I wanted to share a quick thought about Arizona's Janet Napolitano's nomination as Director of Homeland Security. What I really think we're seeing here is Barack Obama at his most farseeing and strategic. This week, we learned that John McCain plans to run for re-election in 2010. By tapping Napolitano, Obama has probably neutralized the only real threat to McCain's hopes for a fifth Senate term. Why is this smart? Because a soothed, magnanimous-feeling McCain would be a tremendous asset for Obama's climate change/energy agenda. Obama, as Rahm Emanuel put it, will "throw long and deep" on health care reform and climate change/energy legislation (Hallelujah!). Now get this: McCain and some guy named Joe Lieberman introduced the Senate's first ever climate bill in 2003. Climate change appeals to McCain's Teddy Roosevelt complex - McCain calls it "a national security issue." So Obama is pursuing an ego-stroking strategy with McCain like's Lieberman strategy: votes over revenge.
Despite his embarrassing presidential campaign, McCain still commands real respect with the public, the media, and (hopefully) his Senate colleagues on the climate change issue. Ezra Klein has a great take on Obama's Lieberman strategy too. Remember: even if Al Franken and Jim Martin win and give the Democrats 60 Senate seats and a filibuster-proof majority, any monumental legislative initiative like Obama's energy agenda MUST have REAL bipartisan support to ensure its acceptance by the public and its long-term success and viability (that's why Pelosi sensibly demanded 100 Republican votes on the bailout bill). I think that history - and the progressive blogosphere - will vindicate Obama's "Olive Branch" strategy with McCain and Lieberman when Congress passes the Climate and Energy Bill and the Health Care Reform Bill. History might even tack on "The Great" before those pieces of legislation, like the Great Reform Act of 1832 in Britain. It will be fun to see how it all turns out.

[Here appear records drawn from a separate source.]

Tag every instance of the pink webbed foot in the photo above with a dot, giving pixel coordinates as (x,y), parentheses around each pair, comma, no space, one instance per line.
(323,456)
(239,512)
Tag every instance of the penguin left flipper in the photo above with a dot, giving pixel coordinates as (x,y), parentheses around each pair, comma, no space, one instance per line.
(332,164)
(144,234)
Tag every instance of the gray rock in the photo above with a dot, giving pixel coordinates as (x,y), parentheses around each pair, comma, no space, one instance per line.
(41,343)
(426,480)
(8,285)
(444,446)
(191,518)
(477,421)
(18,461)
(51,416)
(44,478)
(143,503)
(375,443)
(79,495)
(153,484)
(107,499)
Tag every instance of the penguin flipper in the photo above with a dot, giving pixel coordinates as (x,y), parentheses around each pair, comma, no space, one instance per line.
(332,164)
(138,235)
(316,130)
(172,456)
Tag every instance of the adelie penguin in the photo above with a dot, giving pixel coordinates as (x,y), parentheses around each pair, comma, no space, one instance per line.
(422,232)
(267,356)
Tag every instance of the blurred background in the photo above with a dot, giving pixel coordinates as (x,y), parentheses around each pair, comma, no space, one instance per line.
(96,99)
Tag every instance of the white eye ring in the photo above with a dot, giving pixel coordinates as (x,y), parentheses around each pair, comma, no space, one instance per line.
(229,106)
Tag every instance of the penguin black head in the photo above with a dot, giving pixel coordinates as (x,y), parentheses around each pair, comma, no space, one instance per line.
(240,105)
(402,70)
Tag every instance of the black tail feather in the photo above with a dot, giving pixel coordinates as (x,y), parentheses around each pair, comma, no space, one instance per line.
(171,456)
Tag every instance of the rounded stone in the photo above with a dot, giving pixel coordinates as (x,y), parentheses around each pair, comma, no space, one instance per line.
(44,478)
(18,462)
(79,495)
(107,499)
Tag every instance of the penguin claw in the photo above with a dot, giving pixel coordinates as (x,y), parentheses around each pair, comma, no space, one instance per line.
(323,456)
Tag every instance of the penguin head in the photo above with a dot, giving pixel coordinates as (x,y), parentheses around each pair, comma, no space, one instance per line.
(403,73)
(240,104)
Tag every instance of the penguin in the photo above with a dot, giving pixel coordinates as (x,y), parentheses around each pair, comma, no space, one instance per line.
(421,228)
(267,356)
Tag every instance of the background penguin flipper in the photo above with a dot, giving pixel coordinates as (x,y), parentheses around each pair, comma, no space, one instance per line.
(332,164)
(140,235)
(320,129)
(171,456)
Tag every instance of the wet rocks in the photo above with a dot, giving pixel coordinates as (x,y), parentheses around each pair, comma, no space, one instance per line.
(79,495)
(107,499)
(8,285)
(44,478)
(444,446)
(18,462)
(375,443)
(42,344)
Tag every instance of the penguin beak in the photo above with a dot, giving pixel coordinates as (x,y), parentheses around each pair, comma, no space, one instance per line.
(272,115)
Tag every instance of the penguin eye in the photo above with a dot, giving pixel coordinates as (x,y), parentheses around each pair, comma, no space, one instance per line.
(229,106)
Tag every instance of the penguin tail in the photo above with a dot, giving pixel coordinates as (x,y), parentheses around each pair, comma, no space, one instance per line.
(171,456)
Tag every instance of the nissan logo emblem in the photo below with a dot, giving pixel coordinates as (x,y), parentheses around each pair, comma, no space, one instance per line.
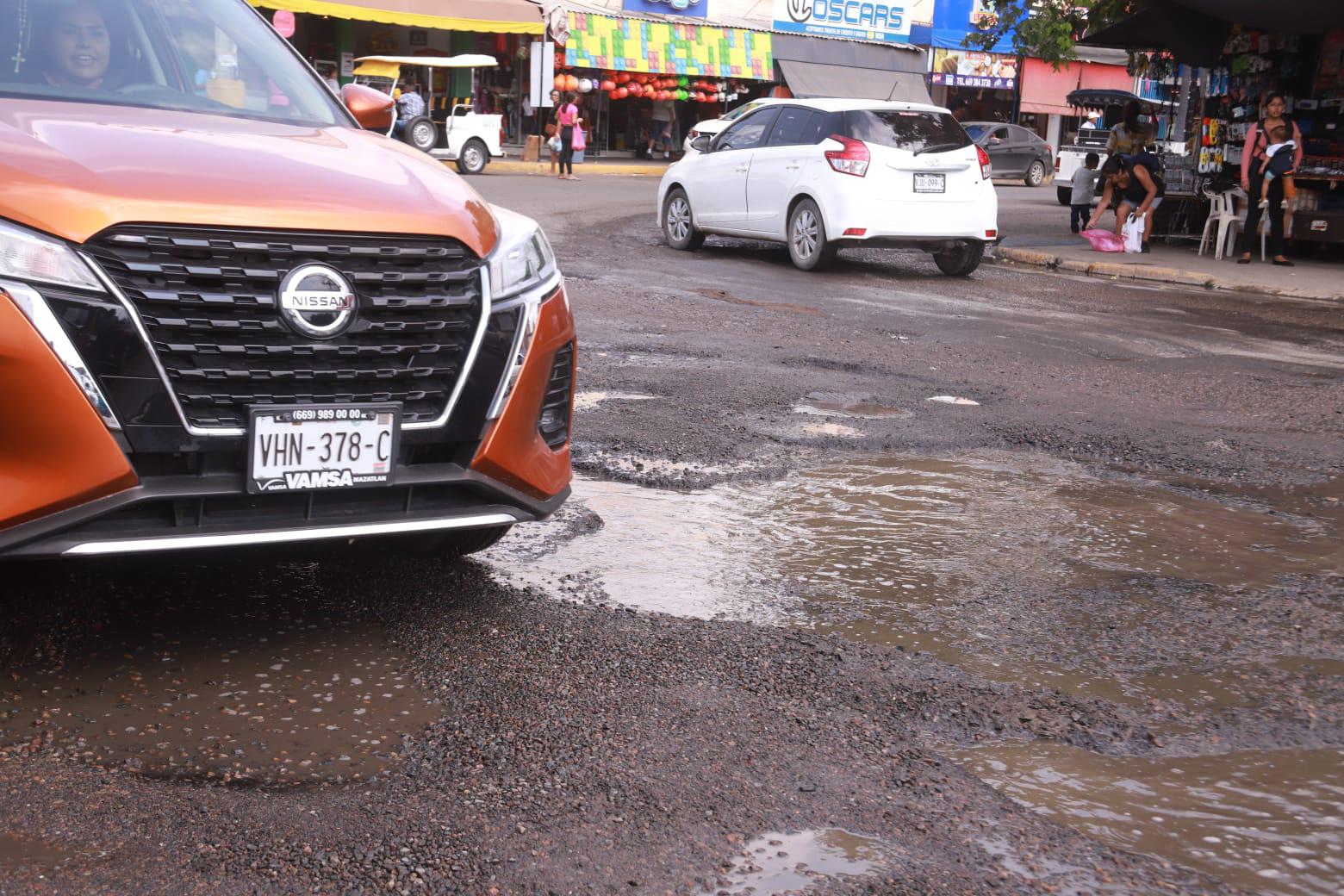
(316,302)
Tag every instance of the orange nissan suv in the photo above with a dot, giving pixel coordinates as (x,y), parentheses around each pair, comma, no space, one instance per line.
(232,314)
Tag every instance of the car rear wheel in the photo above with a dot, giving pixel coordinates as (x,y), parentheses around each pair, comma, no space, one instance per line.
(421,134)
(960,261)
(473,158)
(678,222)
(808,245)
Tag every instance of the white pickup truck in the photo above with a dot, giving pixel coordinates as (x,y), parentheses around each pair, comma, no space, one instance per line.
(464,137)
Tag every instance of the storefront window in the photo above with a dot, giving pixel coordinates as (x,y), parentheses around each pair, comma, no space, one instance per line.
(201,55)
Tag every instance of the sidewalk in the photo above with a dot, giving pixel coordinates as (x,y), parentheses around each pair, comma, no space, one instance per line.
(628,167)
(1180,264)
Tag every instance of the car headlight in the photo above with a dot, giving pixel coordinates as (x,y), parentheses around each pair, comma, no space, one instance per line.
(522,259)
(520,264)
(28,256)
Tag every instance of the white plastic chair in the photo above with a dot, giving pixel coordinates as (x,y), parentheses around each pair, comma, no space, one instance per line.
(1222,216)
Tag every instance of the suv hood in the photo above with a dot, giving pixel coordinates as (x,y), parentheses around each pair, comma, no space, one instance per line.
(74,170)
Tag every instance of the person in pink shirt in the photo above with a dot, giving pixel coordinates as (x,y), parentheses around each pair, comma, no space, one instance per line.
(1253,177)
(568,117)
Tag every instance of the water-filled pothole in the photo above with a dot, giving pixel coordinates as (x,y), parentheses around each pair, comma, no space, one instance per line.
(1266,821)
(210,694)
(1035,571)
(19,852)
(851,406)
(775,864)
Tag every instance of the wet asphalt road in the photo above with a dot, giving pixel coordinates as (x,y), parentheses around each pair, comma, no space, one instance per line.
(557,740)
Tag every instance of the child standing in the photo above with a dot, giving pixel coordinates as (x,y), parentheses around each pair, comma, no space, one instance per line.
(1085,184)
(1279,165)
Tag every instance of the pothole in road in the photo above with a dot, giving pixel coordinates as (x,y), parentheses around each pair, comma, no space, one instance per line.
(1020,569)
(198,694)
(19,852)
(847,406)
(775,864)
(1266,821)
(589,401)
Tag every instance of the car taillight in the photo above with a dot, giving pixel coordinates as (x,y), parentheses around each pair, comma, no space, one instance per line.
(984,161)
(851,160)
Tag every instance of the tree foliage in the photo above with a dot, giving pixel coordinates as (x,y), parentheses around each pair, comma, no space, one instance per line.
(1048,28)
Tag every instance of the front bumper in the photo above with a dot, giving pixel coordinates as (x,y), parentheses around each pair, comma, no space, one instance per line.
(134,478)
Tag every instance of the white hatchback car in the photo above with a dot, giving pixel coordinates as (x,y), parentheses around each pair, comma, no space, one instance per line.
(821,175)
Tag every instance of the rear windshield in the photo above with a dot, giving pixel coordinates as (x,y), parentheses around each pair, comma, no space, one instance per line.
(910,131)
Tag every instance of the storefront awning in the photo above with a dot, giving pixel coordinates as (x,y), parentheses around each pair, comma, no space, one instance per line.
(811,79)
(1044,90)
(491,16)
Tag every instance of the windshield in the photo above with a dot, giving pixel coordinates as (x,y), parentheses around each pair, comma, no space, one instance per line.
(199,55)
(912,131)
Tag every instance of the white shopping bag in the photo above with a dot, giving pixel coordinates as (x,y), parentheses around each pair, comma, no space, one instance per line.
(1133,234)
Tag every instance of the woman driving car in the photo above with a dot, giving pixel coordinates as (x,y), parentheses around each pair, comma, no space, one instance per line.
(76,45)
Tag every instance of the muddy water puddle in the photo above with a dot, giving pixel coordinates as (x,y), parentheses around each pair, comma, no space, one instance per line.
(195,694)
(1266,821)
(21,852)
(775,864)
(894,551)
(1026,569)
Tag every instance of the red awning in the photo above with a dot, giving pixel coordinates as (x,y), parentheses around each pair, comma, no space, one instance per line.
(1043,89)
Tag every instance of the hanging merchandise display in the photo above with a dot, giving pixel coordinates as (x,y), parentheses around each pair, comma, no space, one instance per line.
(667,47)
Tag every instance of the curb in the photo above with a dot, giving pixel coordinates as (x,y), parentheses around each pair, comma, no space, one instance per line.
(518,167)
(1151,273)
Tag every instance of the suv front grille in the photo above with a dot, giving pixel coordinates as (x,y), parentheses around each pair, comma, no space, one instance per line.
(208,302)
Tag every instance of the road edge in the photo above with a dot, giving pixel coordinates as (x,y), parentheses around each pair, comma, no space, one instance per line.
(1152,273)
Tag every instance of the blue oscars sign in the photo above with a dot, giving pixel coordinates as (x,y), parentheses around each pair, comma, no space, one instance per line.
(854,19)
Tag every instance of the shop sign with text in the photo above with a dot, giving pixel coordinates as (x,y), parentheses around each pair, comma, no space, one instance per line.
(968,69)
(854,19)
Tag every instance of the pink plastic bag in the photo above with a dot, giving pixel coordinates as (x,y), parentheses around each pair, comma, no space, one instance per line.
(1104,240)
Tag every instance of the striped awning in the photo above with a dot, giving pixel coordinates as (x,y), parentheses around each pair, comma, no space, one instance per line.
(491,16)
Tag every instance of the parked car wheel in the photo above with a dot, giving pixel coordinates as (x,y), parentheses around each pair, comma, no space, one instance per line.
(421,134)
(678,223)
(473,158)
(808,245)
(960,261)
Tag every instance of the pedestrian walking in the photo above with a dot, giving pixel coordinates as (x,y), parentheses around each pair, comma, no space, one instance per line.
(552,131)
(1085,185)
(569,120)
(1130,136)
(1254,161)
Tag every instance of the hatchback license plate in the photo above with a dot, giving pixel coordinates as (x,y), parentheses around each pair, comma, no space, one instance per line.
(930,183)
(314,446)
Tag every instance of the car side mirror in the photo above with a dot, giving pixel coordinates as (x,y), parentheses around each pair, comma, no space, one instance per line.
(372,109)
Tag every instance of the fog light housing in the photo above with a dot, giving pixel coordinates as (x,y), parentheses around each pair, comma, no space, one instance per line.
(552,423)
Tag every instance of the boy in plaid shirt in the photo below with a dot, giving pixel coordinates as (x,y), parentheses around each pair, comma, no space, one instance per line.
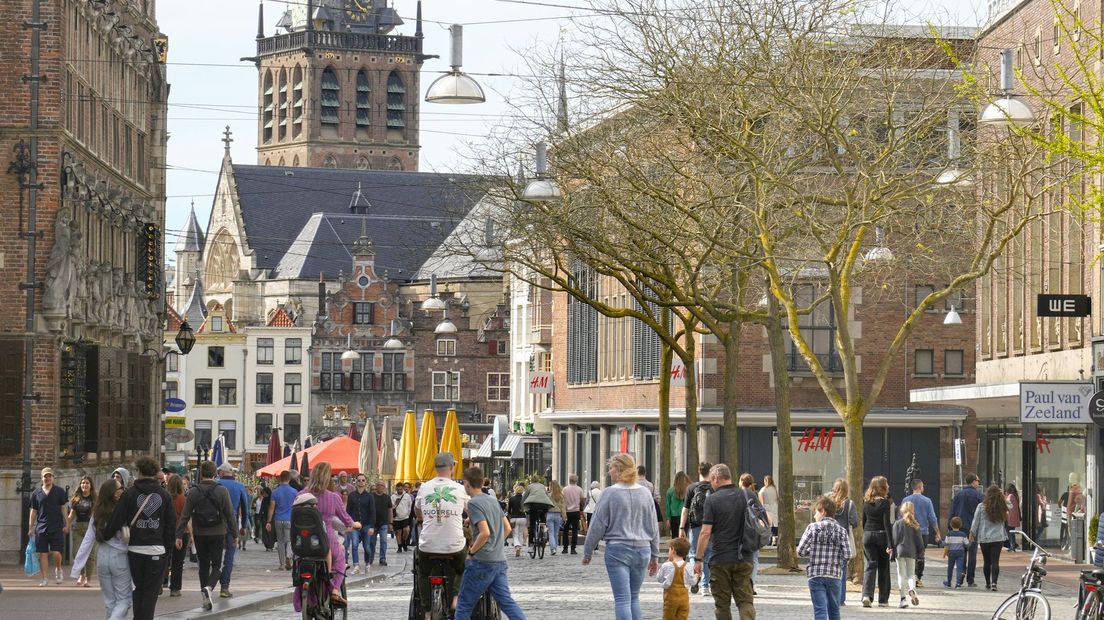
(825,544)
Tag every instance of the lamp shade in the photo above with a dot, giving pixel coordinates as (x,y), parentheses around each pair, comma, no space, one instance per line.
(1006,110)
(186,339)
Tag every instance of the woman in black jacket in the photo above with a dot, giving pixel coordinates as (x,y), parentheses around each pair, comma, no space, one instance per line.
(877,541)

Oh, and I do think Napolitano's a solid choice - her leadership gets high marks, she seems tough as nails, and her experience with the immigration crisis as AZ Attorney General and governor seems quite relevant. Nonetheless, I had my heard set on an NYPD guy. New York's finest are the probably the most innovative, experienced, and savvy counter-terrorism practitioners in America - but hopefully Raymond G. Kelly or Michael Sheehan will be helping her bring some order to the current DHS chaos with Janet Napolitano as their boss.
Update: Chris Orr just made pretty much the same pointas me in a blog entry he just posted at TNR - although he makes his point in a more staid, grounded, less gushy, and better written way than mine.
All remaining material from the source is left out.